People with diabetes should receive annual care checks and should achieve a target for their blood glucose, cholesterol and blood pressure values; see the NICE Clinical Guidelines and Quality Standards.
As a result, Core NDA, NPID, NDISA, NDFA and GDM all collect patient identifiable data. This data allows patient records to be linked across the diabetes audit programme and to other health care datasets, such as hospital episode statistics (HES), patient episode database for Wales (PEDW) and Office for National Statistics Mortality dataset.

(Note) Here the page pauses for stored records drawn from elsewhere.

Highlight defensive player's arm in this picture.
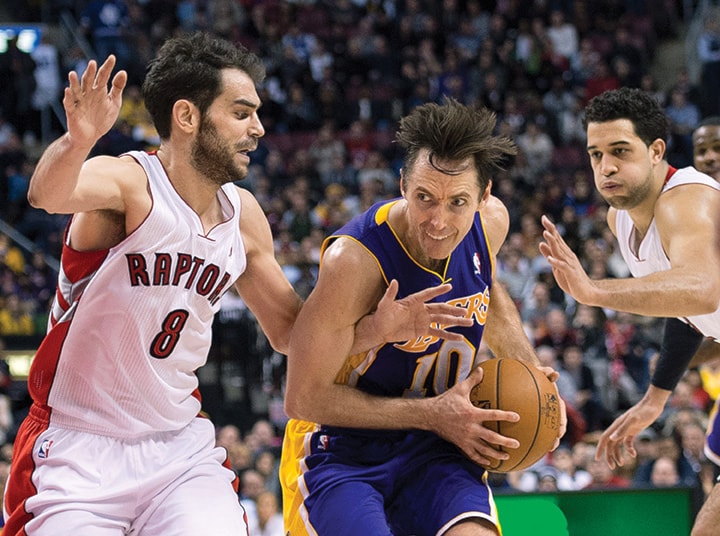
[28,56,127,214]
[285,238,517,463]
[540,184,720,317]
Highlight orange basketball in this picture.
[470,358,560,473]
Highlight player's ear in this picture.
[172,99,200,134]
[649,138,667,163]
[480,179,492,206]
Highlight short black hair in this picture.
[142,32,265,139]
[582,87,670,146]
[396,97,517,192]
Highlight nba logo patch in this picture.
[473,251,482,275]
[38,439,53,459]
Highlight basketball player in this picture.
[281,99,564,536]
[692,116,720,182]
[3,34,470,536]
[540,88,720,534]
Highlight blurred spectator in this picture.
[697,13,720,116]
[308,121,347,186]
[80,0,132,69]
[0,35,37,138]
[551,445,592,491]
[561,345,612,432]
[634,436,700,488]
[0,294,35,337]
[516,121,555,184]
[665,89,700,168]
[534,307,576,362]
[0,232,25,274]
[30,33,64,143]
[239,469,267,534]
[547,9,578,60]
[650,456,680,488]
[205,0,246,41]
[583,456,631,490]
[356,149,400,194]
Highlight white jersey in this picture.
[33,152,246,438]
[615,167,720,341]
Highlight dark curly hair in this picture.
[142,32,265,140]
[583,87,670,146]
[395,97,517,196]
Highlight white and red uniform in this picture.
[615,167,720,465]
[4,152,246,536]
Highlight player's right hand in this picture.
[424,367,520,466]
[595,396,665,469]
[374,279,473,342]
[63,55,127,146]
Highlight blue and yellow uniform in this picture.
[281,201,504,536]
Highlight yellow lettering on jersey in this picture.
[448,287,490,326]
[395,287,490,353]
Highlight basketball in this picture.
[470,358,560,473]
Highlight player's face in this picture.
[587,119,664,210]
[191,69,265,184]
[693,125,720,182]
[401,151,490,263]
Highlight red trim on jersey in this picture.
[2,404,49,536]
[663,164,677,184]
[28,322,70,405]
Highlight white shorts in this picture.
[3,406,247,536]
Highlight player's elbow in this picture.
[285,382,325,422]
[697,277,720,314]
[285,388,315,421]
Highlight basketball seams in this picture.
[498,361,542,471]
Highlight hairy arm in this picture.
[28,56,127,214]
[540,184,720,317]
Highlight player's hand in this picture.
[595,391,669,469]
[424,367,520,466]
[374,279,473,342]
[539,216,595,305]
[63,55,127,145]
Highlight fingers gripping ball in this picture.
[470,358,560,473]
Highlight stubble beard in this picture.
[190,118,247,186]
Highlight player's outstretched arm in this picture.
[28,56,127,214]
[540,216,595,305]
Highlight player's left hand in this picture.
[373,279,473,342]
[539,216,595,305]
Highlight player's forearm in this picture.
[651,318,703,391]
[576,269,720,317]
[350,314,387,355]
[28,134,92,212]
[688,339,720,367]
[285,384,433,430]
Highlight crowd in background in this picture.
[0,0,720,534]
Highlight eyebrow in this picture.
[233,99,262,110]
[587,140,630,151]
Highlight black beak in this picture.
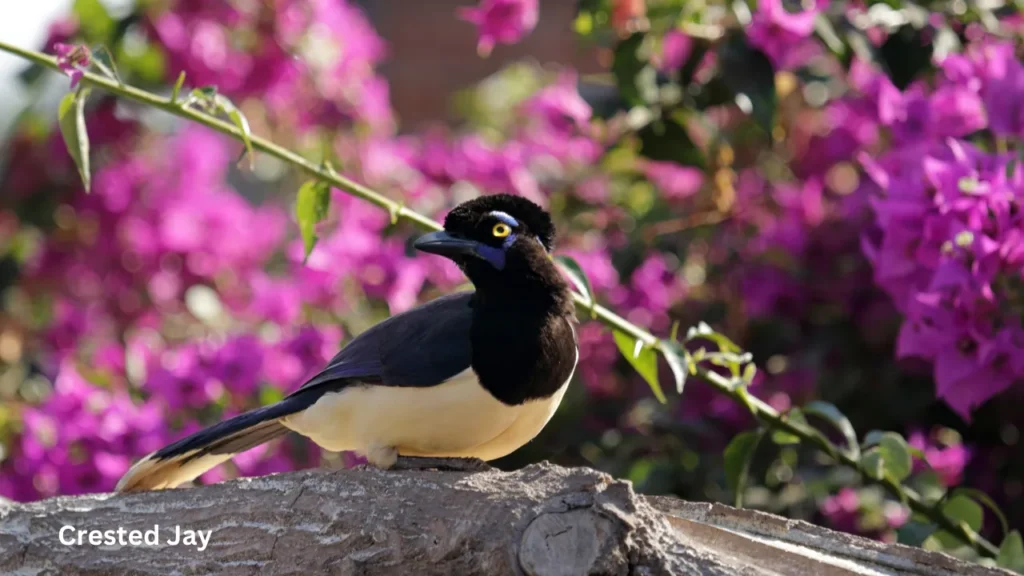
[413,231,477,258]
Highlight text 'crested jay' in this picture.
[117,195,579,492]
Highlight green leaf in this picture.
[879,431,913,482]
[718,30,778,134]
[295,180,331,263]
[214,94,256,170]
[953,486,1010,534]
[611,33,657,107]
[555,256,596,315]
[771,408,807,446]
[860,447,886,480]
[679,38,711,86]
[896,521,935,547]
[995,530,1024,574]
[72,0,115,44]
[942,494,985,532]
[723,430,764,508]
[171,70,185,104]
[637,119,705,169]
[909,470,946,505]
[804,401,860,460]
[662,339,690,394]
[860,430,885,449]
[57,88,92,192]
[614,330,668,404]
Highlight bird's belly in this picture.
[282,370,568,460]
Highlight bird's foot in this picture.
[390,456,494,472]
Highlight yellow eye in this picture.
[490,222,512,238]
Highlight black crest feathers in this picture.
[444,194,555,252]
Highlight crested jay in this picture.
[117,195,579,492]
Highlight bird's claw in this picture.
[390,456,494,472]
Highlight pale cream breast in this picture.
[282,340,579,460]
[282,369,522,456]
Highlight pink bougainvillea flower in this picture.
[53,42,92,88]
[458,0,540,56]
[748,0,828,69]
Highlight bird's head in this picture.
[414,194,561,289]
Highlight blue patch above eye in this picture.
[476,241,512,270]
[487,210,519,228]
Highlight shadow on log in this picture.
[0,463,1010,576]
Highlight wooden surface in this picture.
[0,463,1008,576]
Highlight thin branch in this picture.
[0,41,998,558]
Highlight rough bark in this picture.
[0,463,1008,576]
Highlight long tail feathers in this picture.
[115,397,309,492]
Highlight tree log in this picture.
[0,463,1009,576]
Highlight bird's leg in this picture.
[390,456,494,472]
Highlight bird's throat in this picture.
[471,285,577,405]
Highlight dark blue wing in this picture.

The NDA does not collect patient names. The patient identifiable data we collect is:
- NHS number
- date of birth
- postcode (Core NDA only)
Linking to other datasets decreases the burden on services of entering the data. Demographics such as ethnicity, diabetes type and postcode recorded in Core NDA can be used for patients registered in NDFA or NPID so it doesn’t need entering twice. Data linkage allows us to understand the types of complications people with diabetes can experience. These linkages help us to give a better picture of diabetes care whilst managing the burden on services for data collection.
NHS England has strict criteria to make sure patient data is kept safe. All data is held securely on encrypted servers. Access to patient records is restricted to crucial personnel. Once the data is received the datasets are pseudonymised to protect patient identity. This means that:
- data items such as date of birth are converted to age, or year of birth
- postcodes are converted to lower layer super output areas (LSOA)
- NHS numbers are converted to a unique ID for that person
NHS England will only share patient identifiable data with another provider if they have a clear and approved legal basis to receive such data. For example, a research project that has Section 251 support, or consent from patients for us to share the data.